ジェイミーはジュリーを誘い「からだ・私たち自身」で学んだ「オーガムス」の感じを彼女に聞くと「感じない、あの声よ、それに相手の身体が隅々まで見れるのが快感。2回に1回は後悔する」と喋る。「じゃなぜやる!」と怒りをぶつけた。
帰宅して母に「この本に興味をもったら!」と話すと「興味はあるが、私には本はいらない」断られた。
 
ドロシアは「15歳の子には過激すぎる」とアビーを責めるが、「彼は大丈夫」という。
 
カーター大統領のTV演説「クライシス・オン・コンフィデンス・スピーチ」(自信喪失の危機)を皆で聞いていて、ドロシアは「美しいと思う!」と感想を述べた。一方アビーは立ち上がり「生理よ!男が女とやるなら生理ぐらい知らないと!生理知ってる?」と男たちをなじり始めた。
すると、ジェリーが「”カッコーの巣の上で”を観ながらやった」と言い、14歳のときの初体験を話し出した。「くだらない」とドロシアが止めた。

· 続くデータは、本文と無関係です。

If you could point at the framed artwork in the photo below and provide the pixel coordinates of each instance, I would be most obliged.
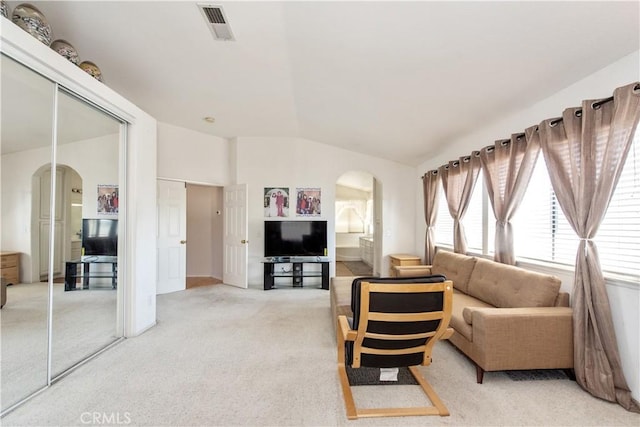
(108, 200)
(308, 202)
(276, 202)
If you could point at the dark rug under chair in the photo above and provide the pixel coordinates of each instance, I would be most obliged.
(371, 376)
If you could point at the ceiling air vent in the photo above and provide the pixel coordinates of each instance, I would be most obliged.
(217, 21)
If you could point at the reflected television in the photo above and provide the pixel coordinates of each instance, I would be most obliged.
(100, 237)
(295, 238)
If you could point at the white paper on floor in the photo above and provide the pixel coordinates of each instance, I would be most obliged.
(389, 374)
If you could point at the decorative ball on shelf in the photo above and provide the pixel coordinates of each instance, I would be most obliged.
(30, 19)
(65, 49)
(92, 69)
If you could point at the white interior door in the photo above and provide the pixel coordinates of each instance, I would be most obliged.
(236, 243)
(172, 235)
(377, 227)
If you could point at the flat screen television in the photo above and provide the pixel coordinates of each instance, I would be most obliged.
(295, 238)
(100, 237)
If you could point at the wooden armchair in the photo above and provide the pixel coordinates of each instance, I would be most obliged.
(396, 323)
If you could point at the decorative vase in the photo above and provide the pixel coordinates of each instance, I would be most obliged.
(92, 69)
(65, 49)
(30, 19)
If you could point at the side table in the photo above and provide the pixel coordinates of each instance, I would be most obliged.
(401, 260)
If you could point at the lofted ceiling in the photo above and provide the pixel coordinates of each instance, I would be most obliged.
(395, 80)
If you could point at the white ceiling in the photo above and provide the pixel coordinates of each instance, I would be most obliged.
(391, 79)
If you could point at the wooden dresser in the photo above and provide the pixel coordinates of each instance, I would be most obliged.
(11, 267)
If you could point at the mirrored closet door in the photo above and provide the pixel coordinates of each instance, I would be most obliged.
(61, 176)
(27, 134)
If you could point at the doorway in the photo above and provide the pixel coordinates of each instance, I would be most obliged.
(67, 219)
(190, 235)
(355, 224)
(204, 235)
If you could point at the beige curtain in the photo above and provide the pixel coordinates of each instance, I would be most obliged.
(585, 152)
(507, 166)
(430, 182)
(458, 179)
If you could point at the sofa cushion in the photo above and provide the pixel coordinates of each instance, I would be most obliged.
(458, 322)
(455, 267)
(508, 286)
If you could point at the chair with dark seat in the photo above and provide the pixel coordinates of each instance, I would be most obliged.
(396, 323)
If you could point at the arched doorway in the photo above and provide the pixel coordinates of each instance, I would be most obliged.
(356, 222)
(66, 220)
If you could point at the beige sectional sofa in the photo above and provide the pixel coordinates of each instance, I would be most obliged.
(504, 317)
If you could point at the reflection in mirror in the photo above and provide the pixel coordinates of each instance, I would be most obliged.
(26, 138)
(85, 293)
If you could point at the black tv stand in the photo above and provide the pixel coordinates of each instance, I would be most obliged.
(297, 272)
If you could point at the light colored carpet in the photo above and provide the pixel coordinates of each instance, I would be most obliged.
(83, 322)
(223, 356)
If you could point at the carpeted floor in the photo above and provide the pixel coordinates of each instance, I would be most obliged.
(224, 356)
(358, 268)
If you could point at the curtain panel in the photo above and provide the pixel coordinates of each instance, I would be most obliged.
(458, 180)
(585, 151)
(507, 167)
(430, 182)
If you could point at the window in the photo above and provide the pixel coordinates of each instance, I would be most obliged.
(444, 222)
(473, 218)
(618, 237)
(542, 232)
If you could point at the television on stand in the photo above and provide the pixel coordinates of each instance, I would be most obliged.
(304, 238)
(100, 237)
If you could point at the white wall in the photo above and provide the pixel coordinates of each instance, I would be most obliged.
(95, 160)
(624, 297)
(191, 156)
(296, 162)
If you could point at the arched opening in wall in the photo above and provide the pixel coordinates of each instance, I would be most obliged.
(66, 220)
(357, 220)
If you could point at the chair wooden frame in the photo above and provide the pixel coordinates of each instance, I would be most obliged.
(345, 334)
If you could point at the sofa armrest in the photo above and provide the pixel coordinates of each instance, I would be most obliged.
(522, 338)
(411, 270)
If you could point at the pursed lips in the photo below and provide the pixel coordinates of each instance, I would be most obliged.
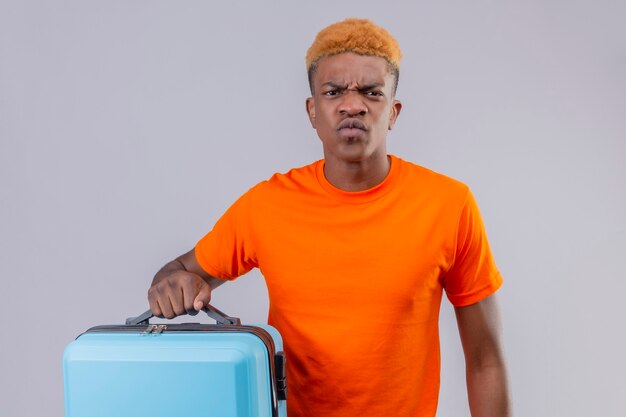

その夜、ジェイミーは部屋に来たジェリーに「そんなんじゃ誤解される。もう喋るだけなら泊まるな」と言うと「海辺に行こう」と誘うのでした。
 
ジェイミーはジュリーと旅に出て、モーテルで「このままではだめになる。協力するから乗り越えよう」と迫ると「あなたはただしたいだけ!他の男と同じ。あんたは普通の男、今風にしているだけ!」と言われ、モーテルを出て行方不明になった。
 
ジェイミーの行方不明を聞いたドロシアはあわててアピー、ウイリアムと一緒に捜索した。ジェイミーは朝になってモーテルに戻ってきた。ドロシアが「ジュリーって、複雑な子よ」と話しかけると「あっ、そう。僕の世話にうんざりした」と言う。「私のようになって欲しくなかった。私ひとりでは教育できなかった」と答えると「僕はおかあさん一人でいい」という。ドロシアは「今後はなんでも話してくれる」と諭した。
感想: 
最後に、20年後に亡くなるドロシアのこと、ジェイミー、アビー、ジュリー、ウィリアムのその後が語られています。うまくそれぞれの時代を受け入れ、自分らしく、豊かな人生を送りました!中でも、一番むつかしいかなと思ったドロシアの生き様、すばらしかった!
 
ふたりの女性が教えたことはとても破天荒なものだった。ジェイミーは男の自尊心を打つ砕かれるほどのショックを受けたが、母親の人としての強を知り、強いやさしい男に成長していった。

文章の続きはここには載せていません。